COLORADO SPRINGS — Veterans have fought for our freedom, and some never stopped serving, finding themselves on the frontline of this pandemic.
Physician's Assistant Matt Bershinsky has been working in the pediatric orthopedics unit at Children's Hospital in Colorado Springs for almost a decade. His military career started in 1989, and he's currently in the Air Force Reserves. He says it is his honor to serve.
In the spring of this year, the country was experiencing the severe impacts of coronavirus. "At that point, the health care system in New York City was unable to deal with the volume of very sick people that were coming in, so they called for help... A combination of 1,100 airmen, soldiers, sailors, marines, all gathered together in New York City in early April to bring some relief to that city," said Bershinsky.
Military members who went to New York City stood up a large field hospital at the Javits Convention Center that was primarily run by army assets. Other people split off among hospitals, which served the most at-risk populations. "Before the pandemic, [these hospitals] were struggling to make ends meet, and struggling to take care of a very sick population with confined resources. So when you add on the pandemic, they became overwhelmed very quickly," said Bershinsky.
He went with a team of people to a hospital in the Bronx. "They had over a hundred patients more than the hospital was designed to hold, they had six times more ventilators running than they were capable of handling at that point, and so we came in simply to do our part to ease the burden on them," said Bershinsky.
Unfortunately, when Bershinsky first arrived at the hospital, the realities of the virus had struck the health care workers. "One of their nurses passed away from COVID-19 on the day we got there. So, they were mentally and emotionally pretty down, as well as just being physically overwhelmed by the number of patients," Bershinsky explained.
This year, Bershinsky said similarities between the military and health care industry have become apparent. "They are both being asked to perform a mission of critical national security, critical to our way of life, but it comes with great risk of personal harm," said Bershinsky.
He said since the spring, the country has advanced in their treatment of the virus. But when he was in New York City "we were fighting an enemy that we didn't understand, we were fighting an enemy we couldn't see, and we were fighting to save the lives of people that we didn't know but we felt deeply connected to because they were struggling without their families, without their friends. They were there by themselves, the only human connection they had were the health care providers who were in that room."
Despite the feeling of helplessness, Bershinsky said the determination of all those working to fight the virus was tangible. "The only way we're going to win this is by everybody working in the same direction," said Bershinsky.
As we grow tired of the virus, Bershinsky hopes we remember those patients he will never forget. "Our country was not formed in times of ease. The civil rights movement did not come about from times of ease and peace, it came about through times of struggle and hardship. And we seem as a country to always come back better on the other side of these times, and this will be no different," said Bershinsky.

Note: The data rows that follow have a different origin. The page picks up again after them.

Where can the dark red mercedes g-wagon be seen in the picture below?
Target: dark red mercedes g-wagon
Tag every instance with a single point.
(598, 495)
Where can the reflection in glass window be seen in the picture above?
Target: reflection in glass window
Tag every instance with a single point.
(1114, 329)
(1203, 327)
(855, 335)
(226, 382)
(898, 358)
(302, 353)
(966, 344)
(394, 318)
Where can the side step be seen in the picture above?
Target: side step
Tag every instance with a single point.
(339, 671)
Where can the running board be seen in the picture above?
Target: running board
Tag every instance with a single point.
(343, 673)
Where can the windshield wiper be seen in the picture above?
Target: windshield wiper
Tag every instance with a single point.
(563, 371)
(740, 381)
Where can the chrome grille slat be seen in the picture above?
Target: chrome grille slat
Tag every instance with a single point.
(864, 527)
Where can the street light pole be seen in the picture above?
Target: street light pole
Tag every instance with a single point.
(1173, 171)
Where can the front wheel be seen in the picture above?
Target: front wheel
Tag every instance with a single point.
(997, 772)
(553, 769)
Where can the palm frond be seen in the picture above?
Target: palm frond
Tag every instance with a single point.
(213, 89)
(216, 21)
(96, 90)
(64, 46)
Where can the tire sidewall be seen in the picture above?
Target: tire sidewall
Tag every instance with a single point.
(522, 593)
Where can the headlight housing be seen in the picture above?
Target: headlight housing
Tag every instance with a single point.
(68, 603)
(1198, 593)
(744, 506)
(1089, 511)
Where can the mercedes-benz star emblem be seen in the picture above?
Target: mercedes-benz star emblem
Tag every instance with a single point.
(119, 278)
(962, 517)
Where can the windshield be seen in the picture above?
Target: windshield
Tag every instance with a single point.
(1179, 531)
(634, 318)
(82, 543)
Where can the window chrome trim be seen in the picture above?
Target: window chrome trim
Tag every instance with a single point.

He said the best way to help be a part of the fight against the virus is to continue practicing public health guidelines. "If you take care of yourself, you protect yourself and your family to the best of your ability, that's the part that you can do," said Bershinsky.
Bershinsky is not the only veteran working in health care. Over one hundred Southern Colorado Children's Hospital team members are veterans, with one in every five patients coming from a military family.